O que privilegiar e o que restringir?
Cereais
Os cereais são alimentos básicos comuns. Os grãos integrais são frequentemente considerados como os que proporcionam mais benefícios nutricionais, porque são ricos em fibras e nutrientes. No entanto, quando a doença está numa fase aguda, a presença de fibra pode ser problemática. Pelo que se sugere limitar a quantidade ingerida de cereais integrais. Segundo a Crohn’s and Colitis Foundation of America (CCFA), indivíduos com doença de Crohn podem beneficiar de uma dieta com baixo teor de fibras e de resíduos para ajudar a gerir a stress intestinal e os sintomas da agudização.
Preferir:
- Arroz e massas de arroz
- Batata
- Farinha de milho e polenta
- Aveia
- Pão sem glúten
Evitar:
- Pão de trigo integral
- Massa de trigo integral
- Centeio e produtos de centeio
- Cevada
Frutas e legumes
As frutas e legumes têm inúmeros benefícios para a saúde, mas podem ser problemáticos neste caso, uma vez que, tal como os cereais, apresentam elevado teor de fibras insolúveis.
No entanto, não é aconselhado remover todos os hortofrutícolas da alimentação. Estes podem ser processados de forma diferente, facilitando a sua digestão.

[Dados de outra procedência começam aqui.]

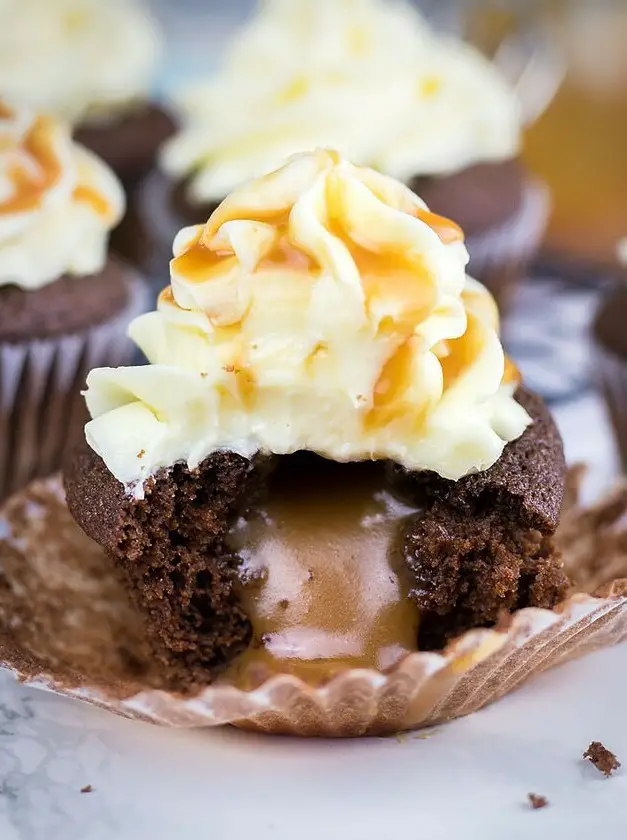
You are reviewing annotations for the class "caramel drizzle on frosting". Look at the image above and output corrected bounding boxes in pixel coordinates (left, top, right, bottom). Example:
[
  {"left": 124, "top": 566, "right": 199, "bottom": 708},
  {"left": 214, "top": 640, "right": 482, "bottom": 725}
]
[
  {"left": 163, "top": 150, "right": 520, "bottom": 446},
  {"left": 0, "top": 117, "right": 62, "bottom": 215},
  {"left": 0, "top": 100, "right": 112, "bottom": 218}
]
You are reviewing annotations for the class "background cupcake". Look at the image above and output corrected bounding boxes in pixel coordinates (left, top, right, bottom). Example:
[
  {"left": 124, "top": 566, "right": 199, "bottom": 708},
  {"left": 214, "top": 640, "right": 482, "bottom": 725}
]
[
  {"left": 593, "top": 239, "right": 627, "bottom": 471},
  {"left": 0, "top": 0, "right": 174, "bottom": 270},
  {"left": 0, "top": 104, "right": 144, "bottom": 502},
  {"left": 156, "top": 0, "right": 546, "bottom": 306}
]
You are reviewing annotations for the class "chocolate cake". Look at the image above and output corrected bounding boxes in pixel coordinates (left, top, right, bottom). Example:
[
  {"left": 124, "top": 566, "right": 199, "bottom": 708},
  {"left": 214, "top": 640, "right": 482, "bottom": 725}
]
[
  {"left": 410, "top": 158, "right": 526, "bottom": 238},
  {"left": 65, "top": 390, "right": 568, "bottom": 688},
  {"left": 74, "top": 103, "right": 175, "bottom": 187}
]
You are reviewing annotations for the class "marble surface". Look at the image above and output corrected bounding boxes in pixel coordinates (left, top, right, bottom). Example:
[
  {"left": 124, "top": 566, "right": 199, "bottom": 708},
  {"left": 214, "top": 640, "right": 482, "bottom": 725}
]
[{"left": 0, "top": 275, "right": 627, "bottom": 840}]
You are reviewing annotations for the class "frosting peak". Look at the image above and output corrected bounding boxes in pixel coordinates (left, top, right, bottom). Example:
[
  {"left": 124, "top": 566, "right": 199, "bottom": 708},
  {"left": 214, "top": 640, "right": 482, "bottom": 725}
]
[
  {"left": 163, "top": 0, "right": 520, "bottom": 202},
  {"left": 0, "top": 101, "right": 124, "bottom": 289},
  {"left": 0, "top": 0, "right": 158, "bottom": 123},
  {"left": 86, "top": 150, "right": 529, "bottom": 484}
]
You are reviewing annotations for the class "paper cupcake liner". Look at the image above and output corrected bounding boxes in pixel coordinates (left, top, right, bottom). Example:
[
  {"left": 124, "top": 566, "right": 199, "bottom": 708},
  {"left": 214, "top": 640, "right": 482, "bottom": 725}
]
[
  {"left": 0, "top": 276, "right": 146, "bottom": 499},
  {"left": 466, "top": 179, "right": 551, "bottom": 311},
  {"left": 0, "top": 478, "right": 627, "bottom": 737}
]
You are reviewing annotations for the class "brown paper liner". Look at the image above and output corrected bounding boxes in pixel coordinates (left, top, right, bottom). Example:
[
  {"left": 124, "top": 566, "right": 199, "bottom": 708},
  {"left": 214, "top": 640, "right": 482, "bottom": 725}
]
[
  {"left": 0, "top": 275, "right": 146, "bottom": 499},
  {"left": 0, "top": 478, "right": 627, "bottom": 737}
]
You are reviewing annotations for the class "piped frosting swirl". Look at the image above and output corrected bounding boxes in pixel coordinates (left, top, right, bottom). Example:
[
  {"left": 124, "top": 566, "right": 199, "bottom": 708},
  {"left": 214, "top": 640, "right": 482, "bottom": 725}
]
[
  {"left": 86, "top": 150, "right": 529, "bottom": 484},
  {"left": 162, "top": 0, "right": 521, "bottom": 203},
  {"left": 0, "top": 101, "right": 125, "bottom": 289}
]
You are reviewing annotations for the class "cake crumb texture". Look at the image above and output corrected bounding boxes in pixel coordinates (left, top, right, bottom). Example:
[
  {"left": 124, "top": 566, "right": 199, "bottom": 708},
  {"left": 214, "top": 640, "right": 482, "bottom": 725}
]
[{"left": 583, "top": 741, "right": 620, "bottom": 776}]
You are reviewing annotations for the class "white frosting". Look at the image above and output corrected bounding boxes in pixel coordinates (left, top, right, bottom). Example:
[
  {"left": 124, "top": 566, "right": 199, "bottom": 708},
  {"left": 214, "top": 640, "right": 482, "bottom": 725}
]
[
  {"left": 0, "top": 102, "right": 125, "bottom": 289},
  {"left": 162, "top": 0, "right": 520, "bottom": 202},
  {"left": 0, "top": 0, "right": 159, "bottom": 123},
  {"left": 86, "top": 150, "right": 529, "bottom": 485}
]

Por exemplo, cozer em água ou a vapor pode torná-los mais facilmente digeríveis. No entanto, este processo torna-os suscetíveis à perda de nutrientes importantes, especialmente vitaminas e enzimas solúveis em água. É Importante estar atento a possíveis défices nutricionais.
Preferir:
- Puré de maçã
- Legumes cozidos
- Pepinos descascados
- Pimentos
- Bananas
- Melão
- Abóbora
Evitar:
- Maçãs com casca
- Brócolos
- Couve
- Couve-flor
- Alcachofra
- Cerejas
- Pêssego
- Ameixa
Proteína
No que diz respeito à proteína, esta deve ser selecionada com base no seu teor de gordura. Deste modo, deve-se optar por proteínas com o menor teor de gordura possível.
Preferir:
- Ovos
- Peixe
- Marisco
- Carnes brancas
- Tofu e outros produtos de soja
Evitar:
- Carnes vermelhas
- Salsichas
- Produtos de charcutaria
Produtos lácteos
Por vezes, a tolerância aos laticínios não é a maior, pelo que são aconselhados alguns substitutos.
Preferir:
- Bebida vegetal
- Iogurte vegetal
- Queijo vegetal
- Laticínios fermentados com pouca gordura como o kefir
Evitar:
- Manteiga
- Produtos lácteos (natas, bechamel)
- Margarina
Especiarias e Temperos
Os alimentos picantes podem agir como um agressor para o trato gastrointestinal e agravar os sintomas. Como tal, devem ser evitados temperos excessivamente picantes.
Em relação ao uso de azeite, este é recomendado e deve ser preferido em detrimento do uso de outras fontes de gordura, como óleos, manteigas ou margarinas, devido às suas propriedades anti-inflamatórias.
Preferir:
- Açafrão-da-índia
- Gengibre
- Cebolinho
- Cominhos
- Casca de limão
- Ervas frescas
- Mostarda
Evitar:
- Pimenta-da-jamaica
- Pimenta preta
- Pimenta Caiena
- Piripiri
- Jalapeños
- Alho
- Cebola
- Paprica
- Wasabi
Bebidas
A água ou infusões sem cafeína devem ser as bebidas de eleição e devem ser evitadas bebibas carbonatadas, com cafeína ou com álcool.
Conclusão
É importante analisar todos os sinais e sintomas que o cliente apresenta e desenvolver um plano nutricional personalizado, tendo sempre em vista o principal objetivo: manter uma boa nutrição e evitar a desnutrição, já que a desnutrição pode agravar a doença de Crohn e levar a outros problemas de saúde.
No que toca ao tipo de dieta a recomendar, não existe um tratamento nutricional perconizado, existindo uma tendência a usar a dieta baixa em FODMAPs como uma das abordagens terapêuticas. No entanto, esta pode não ser apta para todo o tipo de indivíduos, pelo que a abordagem deve ser feita tendo em conta os vários grupos alimentares acima citados e com a máxima atenção à tolerância e aceitabilidade por parte do organismo do cliente à alimentação.